Lacrosse Leads Again
November 13, 2012
US Lacrosse is once again a voice of reason in the sometimes irrational world of amateur sports. Following up its Oct. 30, 2011 Position Statement cautioning against premature sports specialization (see March 6, 2012 blog), US Lacrosse issued on Oct. 18, 2012 the following statement on recruiting:
“US Lacrosse shares the concern of many lacrosse players, parents and coaches that the college recruiting process is not structured or timed in the best interests of high school student-athletes. A growing number of private clubs and recruiting events – which operate throughout the calendar year and whose motivation remains in question – have created a confusing landscape for young players, who are being encouraged to specialize in lacrosse.
“An increasing number of young student-athletes are choosing to forego a well-rounded high school experience based on unrealistic expectations and misperceptions about playing college lacrosse. Parents are being led to believe that college coaches are only looking at children who play year-round lacrosse for “elite” club programs and attend multiple, expensive recruiting events held during the summertime and the school year.
“Recruiting camps and tournaments for players as young as age 14, particularly those events that conflict with school or occur outside of the traditional lacrosse season, threaten the well-being of student-athletes with incidents of injury and burnout.

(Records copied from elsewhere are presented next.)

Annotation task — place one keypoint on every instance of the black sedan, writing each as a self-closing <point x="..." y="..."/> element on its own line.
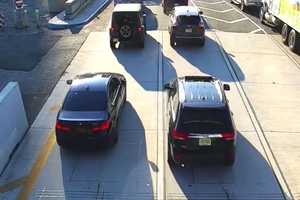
<point x="91" y="109"/>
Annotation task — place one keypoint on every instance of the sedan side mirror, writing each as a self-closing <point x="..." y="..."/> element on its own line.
<point x="168" y="86"/>
<point x="226" y="87"/>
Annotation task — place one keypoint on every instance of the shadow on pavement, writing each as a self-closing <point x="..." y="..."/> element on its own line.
<point x="207" y="60"/>
<point x="141" y="64"/>
<point x="120" y="172"/>
<point x="251" y="177"/>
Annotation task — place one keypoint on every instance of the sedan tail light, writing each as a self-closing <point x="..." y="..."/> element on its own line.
<point x="178" y="135"/>
<point x="228" y="136"/>
<point x="104" y="126"/>
<point x="62" y="127"/>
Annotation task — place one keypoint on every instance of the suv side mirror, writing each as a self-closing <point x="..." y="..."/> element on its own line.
<point x="69" y="82"/>
<point x="168" y="86"/>
<point x="226" y="87"/>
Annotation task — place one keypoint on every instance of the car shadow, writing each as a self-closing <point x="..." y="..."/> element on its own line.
<point x="207" y="59"/>
<point x="250" y="177"/>
<point x="122" y="171"/>
<point x="141" y="64"/>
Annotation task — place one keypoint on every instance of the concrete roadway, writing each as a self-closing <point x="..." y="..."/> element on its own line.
<point x="136" y="167"/>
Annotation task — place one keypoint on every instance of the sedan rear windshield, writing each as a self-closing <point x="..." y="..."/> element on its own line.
<point x="85" y="101"/>
<point x="205" y="120"/>
<point x="188" y="20"/>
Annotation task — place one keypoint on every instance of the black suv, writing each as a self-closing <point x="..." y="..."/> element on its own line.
<point x="186" y="24"/>
<point x="200" y="125"/>
<point x="128" y="24"/>
<point x="90" y="112"/>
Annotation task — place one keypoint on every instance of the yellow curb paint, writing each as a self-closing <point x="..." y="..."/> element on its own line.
<point x="13" y="184"/>
<point x="37" y="167"/>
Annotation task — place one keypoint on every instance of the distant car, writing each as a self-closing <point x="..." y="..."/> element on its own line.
<point x="247" y="3"/>
<point x="91" y="109"/>
<point x="200" y="122"/>
<point x="169" y="5"/>
<point x="128" y="24"/>
<point x="186" y="24"/>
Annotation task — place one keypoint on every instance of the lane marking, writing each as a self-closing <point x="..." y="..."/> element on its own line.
<point x="225" y="21"/>
<point x="218" y="11"/>
<point x="271" y="159"/>
<point x="37" y="167"/>
<point x="13" y="184"/>
<point x="211" y="3"/>
<point x="161" y="195"/>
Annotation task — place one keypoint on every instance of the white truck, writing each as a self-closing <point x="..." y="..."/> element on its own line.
<point x="286" y="15"/>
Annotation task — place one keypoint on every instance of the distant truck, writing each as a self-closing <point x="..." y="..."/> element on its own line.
<point x="286" y="15"/>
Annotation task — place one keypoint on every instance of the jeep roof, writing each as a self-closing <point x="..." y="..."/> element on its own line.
<point x="186" y="11"/>
<point x="201" y="91"/>
<point x="128" y="7"/>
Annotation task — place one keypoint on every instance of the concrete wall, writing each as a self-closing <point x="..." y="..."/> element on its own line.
<point x="13" y="121"/>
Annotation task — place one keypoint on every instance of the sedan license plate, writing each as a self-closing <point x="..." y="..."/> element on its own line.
<point x="204" y="142"/>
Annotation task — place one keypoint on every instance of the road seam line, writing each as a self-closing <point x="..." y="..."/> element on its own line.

This intense recruiting culture also has eroded the work-life balance of college coaches.
“US Lacrosse will continue to work with the Intercollegiate Men’s Lacrosse Coaches Association (IMLCA) and Intercollegiate Women’s Lacrosse Coaches Association (IWLCA) to provide the information, resources and leadership necessary to enable high school student-athletes and their parents to make the best decisions about their lacrosse experience.
“US lacrosse also encourages men’s and women’s collegiate lacrosse coaches to exert their considerable influence to lead reform of the NCAA recruiting calendar, limit the age at which student-athletes begin the recruiting process, and agree not to attend or participate in recruiting events that infringe on the academic calendar of student-athletes.”